With first phase complete, Park Enclave posed several environmental issues: report

Pak-EPA to hold a public hearing of its report on July 18


Shahzad Anwar July 16, 2018
Pak-EPA to hold a public hearing of its report on July 18 PHOTO: APP

ISLAMABAD: With over half of the project almost built, the top environmental watchdog has found that an upscale housing scheme being built in the Kurri Village of the capital had massive environmental impacts and poses further environmental challenges once complete.

The environment watchdog will hold a public hearing on its assessment of the project later this week.

The project, Park Enclave, is being built by the Capital Development Authority (CDA) in Zone-IV of the capital.

CDA had planned to develop Park Enclave to offer a modern, gated, suburban residential area to ease the housing pressures within the city. The site is part of Zone-IV in Kurri Village, off Park and Kurri Road. It comprises Islamabad Park and rural peripheries wedged between Murree Road towards the north and Lehtrar Road towards the south and extending beyond Simly Road up to the edge of the Islamabad Capital Territory limits in the northeast.

The project was supposed to be built in two phases with phase one of society to see the development of 1,727.85 kanals of land where 781 residential and 35 commercial plots of various sizes would be built. Work on it started in February 2015 and is nearly complete.

The second phase of the project would cover an area of 658.8 kanals of land and comprise 315 residential and 12 commercial plots, a superstore and a marriage hall. Work on the second phase is yet to begin.

The EIA report suggests that the project created a lot of environmental issues including noise, dust, emissions, possible soil contamination, solid and liquid waste from construction activities, construction camp effluents, vehicular traffic and exhausts from vehicles, machinery and equipment.

However, the report fails to mention how much of the local vegetation including trees and biodiversity would be affected during phase one of the project.

However, the EIA report suggests that planting 6,750 trees of different varieties, 28,250 shrubs of various species and 500,000 square feet of grass around Park Enclave phase one will more than compensate for the loss of vegetation in the area.

The report further reads that an additional 788 trees of different varieties, 3,300 shrubs of various species and 58,400 square feet of grass will be planted during the development of parks in phase two to compensate for any loss to vegetation.

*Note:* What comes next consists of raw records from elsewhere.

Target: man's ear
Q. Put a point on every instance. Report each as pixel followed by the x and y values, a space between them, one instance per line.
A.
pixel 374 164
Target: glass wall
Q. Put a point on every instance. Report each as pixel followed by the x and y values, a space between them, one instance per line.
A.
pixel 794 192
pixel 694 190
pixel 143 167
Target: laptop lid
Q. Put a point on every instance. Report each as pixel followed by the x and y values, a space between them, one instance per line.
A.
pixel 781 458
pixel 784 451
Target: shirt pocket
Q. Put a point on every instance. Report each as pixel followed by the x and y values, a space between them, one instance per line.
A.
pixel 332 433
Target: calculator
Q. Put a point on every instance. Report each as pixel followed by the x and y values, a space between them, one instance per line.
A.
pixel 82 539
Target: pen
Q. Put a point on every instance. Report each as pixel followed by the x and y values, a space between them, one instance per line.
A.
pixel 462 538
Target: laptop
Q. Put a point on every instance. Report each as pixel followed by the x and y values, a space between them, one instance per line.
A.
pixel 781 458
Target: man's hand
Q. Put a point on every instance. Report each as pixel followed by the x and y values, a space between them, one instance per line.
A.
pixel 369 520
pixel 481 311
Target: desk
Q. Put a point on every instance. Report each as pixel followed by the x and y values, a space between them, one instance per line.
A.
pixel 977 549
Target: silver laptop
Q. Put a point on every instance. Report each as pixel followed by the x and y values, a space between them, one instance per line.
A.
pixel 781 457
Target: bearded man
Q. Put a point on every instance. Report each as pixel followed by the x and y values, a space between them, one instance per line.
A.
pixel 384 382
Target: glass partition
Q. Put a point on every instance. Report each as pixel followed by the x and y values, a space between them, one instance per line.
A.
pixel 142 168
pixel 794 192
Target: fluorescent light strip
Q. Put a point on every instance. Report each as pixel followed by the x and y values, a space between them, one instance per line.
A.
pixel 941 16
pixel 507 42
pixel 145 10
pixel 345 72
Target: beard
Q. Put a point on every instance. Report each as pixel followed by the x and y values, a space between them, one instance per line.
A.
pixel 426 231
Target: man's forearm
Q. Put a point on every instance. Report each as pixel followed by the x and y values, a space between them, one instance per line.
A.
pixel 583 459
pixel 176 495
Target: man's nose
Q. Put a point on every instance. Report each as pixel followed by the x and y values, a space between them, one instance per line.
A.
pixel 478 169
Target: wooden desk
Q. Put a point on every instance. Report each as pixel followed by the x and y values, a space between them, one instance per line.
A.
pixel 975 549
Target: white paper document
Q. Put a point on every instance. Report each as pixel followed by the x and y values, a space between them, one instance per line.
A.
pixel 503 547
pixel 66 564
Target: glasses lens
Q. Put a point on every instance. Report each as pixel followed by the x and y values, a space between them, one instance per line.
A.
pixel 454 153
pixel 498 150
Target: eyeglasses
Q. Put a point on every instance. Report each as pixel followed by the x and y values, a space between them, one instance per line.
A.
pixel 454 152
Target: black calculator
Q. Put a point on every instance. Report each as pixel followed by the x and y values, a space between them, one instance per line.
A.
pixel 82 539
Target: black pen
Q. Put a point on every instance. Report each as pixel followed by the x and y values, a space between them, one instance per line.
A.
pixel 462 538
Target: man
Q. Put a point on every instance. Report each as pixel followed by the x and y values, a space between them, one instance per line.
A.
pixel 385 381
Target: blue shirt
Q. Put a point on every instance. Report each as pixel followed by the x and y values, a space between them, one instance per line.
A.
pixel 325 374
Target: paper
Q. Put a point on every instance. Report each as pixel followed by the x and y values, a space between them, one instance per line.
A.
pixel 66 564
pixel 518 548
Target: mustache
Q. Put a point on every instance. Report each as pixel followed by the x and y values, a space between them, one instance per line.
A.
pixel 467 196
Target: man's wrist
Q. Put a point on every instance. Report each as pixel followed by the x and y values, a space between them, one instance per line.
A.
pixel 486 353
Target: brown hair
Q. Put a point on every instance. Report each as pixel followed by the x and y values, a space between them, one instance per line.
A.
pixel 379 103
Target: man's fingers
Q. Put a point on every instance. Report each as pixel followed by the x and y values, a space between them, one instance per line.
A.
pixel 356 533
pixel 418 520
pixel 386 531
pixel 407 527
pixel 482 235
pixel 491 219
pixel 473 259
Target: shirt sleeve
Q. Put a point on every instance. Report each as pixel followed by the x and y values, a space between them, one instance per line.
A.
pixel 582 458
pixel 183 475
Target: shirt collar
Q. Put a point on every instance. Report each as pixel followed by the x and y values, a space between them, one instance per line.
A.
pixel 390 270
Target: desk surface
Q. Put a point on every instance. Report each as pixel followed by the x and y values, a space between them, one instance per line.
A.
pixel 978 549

The EIA report further notes that once the two phases are complete offering 1,096 residential plots, a large number of people are likely to be living there at any given time.

In that regard, it said that additional traffic will be generated on the roads servicing the project which may impact the environment.

This impact, however, can be mitigated through the provision of avenues, wide roads and street for a steady flow of vehicular traffic.

“These traffic channels, ranging from a minimum width of 50 to a maximum of 150 feet, will also be sufficient for temporary roadside parking of vehicles,” the EIA reveals.

Moreover, traffic into and out of the enclave would be regulated by security guards. Even as the report cites fears for air pollution due to the increased traffic, it notes that there would be insignificant environmental damage to the land, water and biological resources and that the residual impacts of the project would be within acceptable limits provided appropriate mitigation measures are adopted.

“The environmental impact assessment (EIA) reports requires that public and private projects, which are likely to have significant effects on the environment, be subject to an assessment prior to development consent being given,” a former director of the Pakistan Environment Protection Agency (Pak-EPA) said.

He explained that an EIA is required if a project is likely to have a significant impact upon the environment.

The developer, or experts on his behalf, conduct the assessment.

The outputs of the assessment are then presented to the Pak-EPA in the report which contains information regarding the project, the baseline scenario, the likely significant effect of the project, the proposed alternatives, the features and measures to mitigate adverse significant effects as well as a non-technical summary and any additional information specified in the EIA directive.

However, a government official suggested that the upscale housing society’s assessment should have been carried out before substantial work on the project was undertaken.

“The lethargic performance and negligence on part of Pak-EPA could be scaled as EIA report of the Park Enclave project is being assessed after the completion of phase one,” an official at the Ministry of Climate Change (MoCC) told The Express Tribune on the condition of anonymity adding that the public hearing is scheduled for July 18.

 

Published in The Express Tribune, July 16th, 2018.